- Theatrical release poster
- French: Revoir Paris
- Directed by: Alice Winocour
- Written by: Alice Winocour
- Produced by: Isabelle Madelaine; Emilie Tisné;
- Starring: Virginie Efira; Benoît Magimel; Grégoire Colin; Maya Sansa; Amadou Mbow; Nastya Golubeva; Anne-Lise Heimburger; Sofia Lesaffre; Clarisse Makundul;
- Cinematography: Stéphane Fontaine
- Edited by: Julien Lacheray
- Music by: Anna von Hausswolff
- Production companies: Dharamsala; Darius Films; Pathé; France 3 Cinéma;
- Distributed by: Pathé
- Release dates: 21 May 2022 (Cannes); 7 September 2022 (France); 23 June 2023 (United States);
- Running time: 105 minutes
- Country: France
- Language: French
- Box office: $3.7 million

= Paris Memories =

2022 film by Alice Winocour

Paris Memories (Revoir Paris) is a 2022 French drama film written and directed by Alice Winocour. The film stars Virginie Efira as Mia, a woman who is struggling with the lingering mental health effects of having survived a terrorist attack in Paris months earlier.

The film's cast also includes Benoît Magimel, Grégoire Colin, Maya Sansa, Amadou Mbow, Nastya Golubeva, Anne-Lise Heimburger, Sofia Lesaffre and Clarisse Makundul.

==Synopsis==
Mia works as a Russian interpreter in Paris. Her partner Vincent is the head of an department at a hospital in the city. One evening at a restaurant with Vincent, their meal is interrupted by Vincent being telephoned and called away on an emergency and Mia finds herself alone. While riding home on her motorcycle, a storm surprises Mia and she takes refuge at random in a restaurant called "L'Étoile d'or". Mia waits making notes for her next assignment and drinking alone for the storm to pass. A few moments later the restaurant is attacked by terrorists, who machine-gun the customers and finish off everything that moves. Mia hides.

Mia survives the attack but is traumatized, and after being discharged from hospital spends the next three months in the countryside, with her mother. Her abdominal wound is healing, but the attack has left Mia partially amnesiac and unable to remember most of the event. Eager to heal and understand what happened, Mia returns to Paris. She joins a victims' support association, meets a teenager grieving for her parents, and is insulted by a woman who accuses her of locking herself in the bathroom, without letting other people in. She also meets Thomas, who was celebrating his birthday that evening with colleagues. He is seriously injured in the legs, but has retained all of his memory.

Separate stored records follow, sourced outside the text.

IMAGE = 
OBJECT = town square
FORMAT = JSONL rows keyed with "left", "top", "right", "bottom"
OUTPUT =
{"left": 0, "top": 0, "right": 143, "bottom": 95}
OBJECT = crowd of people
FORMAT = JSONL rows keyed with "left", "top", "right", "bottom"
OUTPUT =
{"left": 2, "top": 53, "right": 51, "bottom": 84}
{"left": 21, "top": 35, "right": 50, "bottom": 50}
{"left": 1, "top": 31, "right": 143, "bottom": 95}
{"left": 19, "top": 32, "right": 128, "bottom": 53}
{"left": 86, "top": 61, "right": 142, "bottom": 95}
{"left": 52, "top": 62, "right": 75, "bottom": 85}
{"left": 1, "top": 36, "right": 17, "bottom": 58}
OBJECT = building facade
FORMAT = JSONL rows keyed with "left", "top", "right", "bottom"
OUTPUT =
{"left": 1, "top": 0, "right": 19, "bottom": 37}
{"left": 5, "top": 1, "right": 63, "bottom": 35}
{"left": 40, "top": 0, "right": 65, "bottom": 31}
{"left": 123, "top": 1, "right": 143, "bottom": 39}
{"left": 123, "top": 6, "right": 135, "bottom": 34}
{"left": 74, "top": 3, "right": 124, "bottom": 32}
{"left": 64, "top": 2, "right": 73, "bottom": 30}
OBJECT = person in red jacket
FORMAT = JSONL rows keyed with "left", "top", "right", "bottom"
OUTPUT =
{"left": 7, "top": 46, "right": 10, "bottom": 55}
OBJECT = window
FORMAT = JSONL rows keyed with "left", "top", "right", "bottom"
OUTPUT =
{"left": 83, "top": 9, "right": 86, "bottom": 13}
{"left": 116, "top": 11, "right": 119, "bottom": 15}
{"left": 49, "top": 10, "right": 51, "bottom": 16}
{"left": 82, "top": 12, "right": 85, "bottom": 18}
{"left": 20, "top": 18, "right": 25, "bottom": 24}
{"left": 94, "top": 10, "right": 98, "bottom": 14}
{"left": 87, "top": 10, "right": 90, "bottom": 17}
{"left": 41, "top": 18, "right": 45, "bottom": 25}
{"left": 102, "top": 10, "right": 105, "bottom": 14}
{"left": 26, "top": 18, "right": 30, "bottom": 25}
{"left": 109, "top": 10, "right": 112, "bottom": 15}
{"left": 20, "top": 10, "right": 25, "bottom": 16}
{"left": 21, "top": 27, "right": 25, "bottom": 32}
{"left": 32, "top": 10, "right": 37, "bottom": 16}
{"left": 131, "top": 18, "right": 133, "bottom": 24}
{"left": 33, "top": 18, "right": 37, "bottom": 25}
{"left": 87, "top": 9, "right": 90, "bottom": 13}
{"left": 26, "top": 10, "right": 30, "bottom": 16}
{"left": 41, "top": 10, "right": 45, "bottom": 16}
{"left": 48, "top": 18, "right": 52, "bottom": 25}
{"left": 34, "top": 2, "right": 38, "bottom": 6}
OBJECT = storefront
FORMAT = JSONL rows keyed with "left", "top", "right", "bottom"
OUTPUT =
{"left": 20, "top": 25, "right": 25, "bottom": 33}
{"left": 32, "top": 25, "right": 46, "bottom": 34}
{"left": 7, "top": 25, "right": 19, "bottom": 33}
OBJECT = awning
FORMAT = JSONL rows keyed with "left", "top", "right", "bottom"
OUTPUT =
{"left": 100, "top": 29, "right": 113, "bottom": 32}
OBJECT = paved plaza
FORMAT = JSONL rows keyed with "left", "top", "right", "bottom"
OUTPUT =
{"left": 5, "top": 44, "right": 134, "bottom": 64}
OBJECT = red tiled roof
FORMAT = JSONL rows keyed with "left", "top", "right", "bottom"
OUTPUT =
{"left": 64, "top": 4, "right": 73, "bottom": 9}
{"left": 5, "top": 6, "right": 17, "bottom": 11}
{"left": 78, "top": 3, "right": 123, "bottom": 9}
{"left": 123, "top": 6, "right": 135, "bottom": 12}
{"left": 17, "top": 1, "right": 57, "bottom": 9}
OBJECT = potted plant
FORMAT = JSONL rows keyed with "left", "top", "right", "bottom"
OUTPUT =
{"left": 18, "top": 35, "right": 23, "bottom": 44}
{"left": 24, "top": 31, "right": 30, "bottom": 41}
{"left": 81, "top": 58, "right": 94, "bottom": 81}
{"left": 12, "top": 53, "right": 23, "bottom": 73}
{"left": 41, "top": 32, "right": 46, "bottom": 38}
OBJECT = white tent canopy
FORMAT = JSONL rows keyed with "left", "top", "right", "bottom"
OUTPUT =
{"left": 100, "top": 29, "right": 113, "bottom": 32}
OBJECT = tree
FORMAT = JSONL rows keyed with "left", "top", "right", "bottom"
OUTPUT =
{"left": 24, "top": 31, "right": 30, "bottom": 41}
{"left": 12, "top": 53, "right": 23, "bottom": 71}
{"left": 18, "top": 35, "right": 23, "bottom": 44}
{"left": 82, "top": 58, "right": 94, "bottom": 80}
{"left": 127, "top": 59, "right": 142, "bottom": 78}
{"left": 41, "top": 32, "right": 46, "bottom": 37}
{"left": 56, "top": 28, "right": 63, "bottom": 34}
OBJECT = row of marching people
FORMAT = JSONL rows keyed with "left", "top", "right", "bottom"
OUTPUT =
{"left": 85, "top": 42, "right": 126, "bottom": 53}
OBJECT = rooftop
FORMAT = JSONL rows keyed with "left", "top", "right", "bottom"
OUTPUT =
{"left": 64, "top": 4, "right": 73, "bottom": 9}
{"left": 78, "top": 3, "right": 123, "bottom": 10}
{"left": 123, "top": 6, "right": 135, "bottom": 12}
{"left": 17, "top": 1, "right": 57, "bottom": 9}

Little by little, Mia finds fragments of memory. She realizes that she spent a long time in a hiding place with a restaurant kitchen employee who reassured her and held her hand while waiting for the police. She wants to know if he survived and decides to find him, but her search is complicated by the fact that he is an illegal immigrant. She moves away from Vincent, who cannot understand what she is going through and becomes closer to Thomas. She learns that the cook she was hiding with is named Assane. The woman who accused her of locking herself in the bathroom confesses to her that it was she who did it. She finally finds Assane who has become a street vendor of souvenirs near the Eiffel Tower. Without saying anything, she lets him know how grateful she is.

==Cast==
- Virginie Efira as Mia
- Benoît Magimel as Thomas
- Grégoire Colin as Vincent
- Maya Sansa as Sara
- Amadou Mbow as Assane
- Nastya Golubeva Carax as Félicia
- Anne-Lise Heimburger as Camille
- Sokem "Kemso" Ringuet as Hakim
- Sofia Lesaffre as Nour
- Dolores Chaplin as la femme de Thomas

==Release==
The film premiered in the Directors' Fortnight program of the 2022 Cannes Film Festival. It is had its North American premiere at the 2022 Toronto International Film Festival. It was released theatrically in France on 7 September 2022 by Pathé.

==Reception==
The film received critical acclaim. Paris Memories has an approval rating of 94% on review aggregator website Rotten Tomatoes, based on 64 reviews, and an average rating of 7.4/10. The website's critical consensus states: "Further distinguished by Virginie Efira's superb performance, Revoir Paris explores trauma's aftermath with devastating tenderness". Metacritic assigned the film a weighted average score of 71 out of 100, based on 17 critics, indicating "generally favorable reviews".